If they were surprised, they would hardly be alone. A web search quickly locates studies that show that a majority of both men and women believe a woman is in greater danger of harassment if she is wearing revealing clothing. In some countries, this belief can be strengthened by the association of such clothing with Western decadence and immorality, but it seems a world-wide assumption that few people care to examine.
But is the assumption true? That is harder to answer, although perhaps it would be easier if more academic research was open access. Probably not, however, given that few search results even sound as though they are relevant to the question, regardless of whether they are freely available for reading.
In fact, after searching for half an hour, I found only one accessible, relevant paper: Theresa M. Beiner’s “Sexy Dressing Revisited: Does Target Dress Play a Part in Sexual Harassment Cases?” There may be more, but it is well-worth summarizing (and reading in full if you’ve followed me this far).
Beiner begins by noting that American rules of evidence prohibit discussing how a woman dresses or acts in sexual harassment cases unless its use outweighs the danger of harm to the victim or is likely to incite prejudice. That may not sound very satisfactory, but, in practice, this means that such evidence is almost never introduced.
The two exceptions Beiner notes are extremes: in one, a victim wore a sign implying she would give blow jobs, and encouraged men to leave impressions of their hands in paint upon her back and buttocks, and, in another, a woman offered private lingerie displays. However, according to Beiner, “even in cases in which the evidence of the target’s dress was admitted, its impact was minimal in persuading trial judges that the plaintiff welcomed the harassment.”

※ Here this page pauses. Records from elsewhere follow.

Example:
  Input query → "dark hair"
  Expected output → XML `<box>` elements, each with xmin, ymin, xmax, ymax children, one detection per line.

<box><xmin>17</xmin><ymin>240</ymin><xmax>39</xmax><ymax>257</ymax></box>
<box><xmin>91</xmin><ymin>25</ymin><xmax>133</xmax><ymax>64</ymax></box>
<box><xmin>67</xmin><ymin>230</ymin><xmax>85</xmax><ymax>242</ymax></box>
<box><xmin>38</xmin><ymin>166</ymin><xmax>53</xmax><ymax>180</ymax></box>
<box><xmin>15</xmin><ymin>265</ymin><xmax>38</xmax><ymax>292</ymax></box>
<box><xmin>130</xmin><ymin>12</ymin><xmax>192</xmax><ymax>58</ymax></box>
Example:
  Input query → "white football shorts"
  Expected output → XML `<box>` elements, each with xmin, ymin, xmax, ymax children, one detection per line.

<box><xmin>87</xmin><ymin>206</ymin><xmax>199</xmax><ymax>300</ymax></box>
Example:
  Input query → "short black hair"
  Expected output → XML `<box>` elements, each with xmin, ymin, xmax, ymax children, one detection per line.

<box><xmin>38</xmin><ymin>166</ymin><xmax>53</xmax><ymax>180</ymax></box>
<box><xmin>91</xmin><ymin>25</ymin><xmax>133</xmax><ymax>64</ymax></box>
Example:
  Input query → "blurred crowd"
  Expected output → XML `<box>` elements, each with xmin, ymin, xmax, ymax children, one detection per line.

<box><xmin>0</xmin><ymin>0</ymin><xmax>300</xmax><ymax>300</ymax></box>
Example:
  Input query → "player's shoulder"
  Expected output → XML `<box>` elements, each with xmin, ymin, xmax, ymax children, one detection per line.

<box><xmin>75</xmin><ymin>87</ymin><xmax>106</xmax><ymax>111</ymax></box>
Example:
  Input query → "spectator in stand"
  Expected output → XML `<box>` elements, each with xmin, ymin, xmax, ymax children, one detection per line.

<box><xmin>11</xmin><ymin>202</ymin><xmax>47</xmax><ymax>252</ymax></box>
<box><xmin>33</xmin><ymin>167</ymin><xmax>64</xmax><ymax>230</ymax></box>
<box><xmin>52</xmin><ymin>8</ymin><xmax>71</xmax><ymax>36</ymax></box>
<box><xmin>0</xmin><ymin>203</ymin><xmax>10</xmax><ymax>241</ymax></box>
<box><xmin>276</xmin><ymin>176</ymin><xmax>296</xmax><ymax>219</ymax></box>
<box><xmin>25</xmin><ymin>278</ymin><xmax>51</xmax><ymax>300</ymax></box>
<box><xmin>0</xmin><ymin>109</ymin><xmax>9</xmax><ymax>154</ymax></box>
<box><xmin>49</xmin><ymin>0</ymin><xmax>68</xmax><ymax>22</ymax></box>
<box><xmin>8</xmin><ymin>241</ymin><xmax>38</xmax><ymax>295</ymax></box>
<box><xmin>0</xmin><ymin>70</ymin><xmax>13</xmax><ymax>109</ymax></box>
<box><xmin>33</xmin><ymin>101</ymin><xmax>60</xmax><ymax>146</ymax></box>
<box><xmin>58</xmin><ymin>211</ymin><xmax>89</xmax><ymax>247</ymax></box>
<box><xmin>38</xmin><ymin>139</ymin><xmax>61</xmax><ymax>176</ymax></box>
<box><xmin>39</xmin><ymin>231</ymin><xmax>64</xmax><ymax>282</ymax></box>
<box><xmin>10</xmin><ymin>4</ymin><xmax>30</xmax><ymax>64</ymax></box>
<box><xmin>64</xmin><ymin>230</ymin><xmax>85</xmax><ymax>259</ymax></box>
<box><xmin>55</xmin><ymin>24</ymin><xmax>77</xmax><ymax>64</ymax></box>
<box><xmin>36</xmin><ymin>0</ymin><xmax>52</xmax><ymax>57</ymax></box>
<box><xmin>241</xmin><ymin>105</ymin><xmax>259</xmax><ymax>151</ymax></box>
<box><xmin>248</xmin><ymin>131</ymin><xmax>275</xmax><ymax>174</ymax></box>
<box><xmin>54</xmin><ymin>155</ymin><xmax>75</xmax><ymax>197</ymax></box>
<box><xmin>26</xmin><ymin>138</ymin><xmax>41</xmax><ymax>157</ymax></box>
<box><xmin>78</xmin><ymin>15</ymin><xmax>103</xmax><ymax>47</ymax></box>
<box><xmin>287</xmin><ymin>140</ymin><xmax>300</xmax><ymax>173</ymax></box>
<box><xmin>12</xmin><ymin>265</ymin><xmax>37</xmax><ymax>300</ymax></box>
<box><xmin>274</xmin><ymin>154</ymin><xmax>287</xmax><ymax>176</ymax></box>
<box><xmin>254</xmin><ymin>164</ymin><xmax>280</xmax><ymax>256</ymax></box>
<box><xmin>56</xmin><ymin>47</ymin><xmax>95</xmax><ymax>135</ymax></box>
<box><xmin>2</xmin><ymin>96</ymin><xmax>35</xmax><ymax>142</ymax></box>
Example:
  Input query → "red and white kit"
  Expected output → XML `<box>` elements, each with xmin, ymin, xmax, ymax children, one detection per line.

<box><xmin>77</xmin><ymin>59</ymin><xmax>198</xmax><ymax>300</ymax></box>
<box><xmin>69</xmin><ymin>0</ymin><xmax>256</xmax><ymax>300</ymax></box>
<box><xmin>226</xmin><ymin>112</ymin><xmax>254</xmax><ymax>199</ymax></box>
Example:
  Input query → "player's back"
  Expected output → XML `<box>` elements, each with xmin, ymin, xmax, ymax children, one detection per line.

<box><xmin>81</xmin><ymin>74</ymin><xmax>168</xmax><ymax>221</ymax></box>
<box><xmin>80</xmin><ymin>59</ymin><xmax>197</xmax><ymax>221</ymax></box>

What these practices suggest is that the American legal system (which is hardly a center of radicalism) is generally unconvinced that how a woman dresses or acts is relevant to sexual harassment – and, after all, those with experience with such cases should have a better idea than the majority of us.
However, the most interesting part of Beiner’s article is the last third. There, Beiner establishes a reason to believe that rapists and sexual harassers are on a continuum of behavior and personality, and turns to studies of rapists for insight into harassers.
According to the studies that Beiner cites, what rapists look for in victims is not revealing clothing at all. Instead, “rapists look for signs of passiveness and submissiveness.” Furthermore, not only can men accurately detect passiveness and submissiveness, but tend to regard attractive women as less submissive – and, while attraction is not synonymous with any particular style of dress, the two do have some connection. It might even be that revealingly dressed women intimidate rapists and harassers.
By contrast, passiveness and submissiveness, “studies suggest, are more likely to coincide with more body-concealing clothing.” Sexual harassment, she suggests, “appears to be triggered by power imbalances – the kind of imbalances that might well be triggered by target submissiveness.”
In other words, so far as clothing plays any role in who is targeted, it might actually be that concealing clothing is more dangerous.
As for why people are so quick to believe the opposite, Beiner offers two possible reasons. Both men and women, she says, may want to believe in a just world, where nothing happens to someone unless they deserve it. Possibly, too, they want to blame the victims so they can sustain an illusion of control. They would prefer to believe that if they don’t do certain things or go to certain areas, they will be safe.
“Sexy Dressing” is not definitive, but it does provide a logical argument about who is likely to be harassed. I’d need more convincing that concealing clothing might be dangerous, but, thanks to Beiner, I’m reasonably confident that revealing clothing is not a factor in harassment.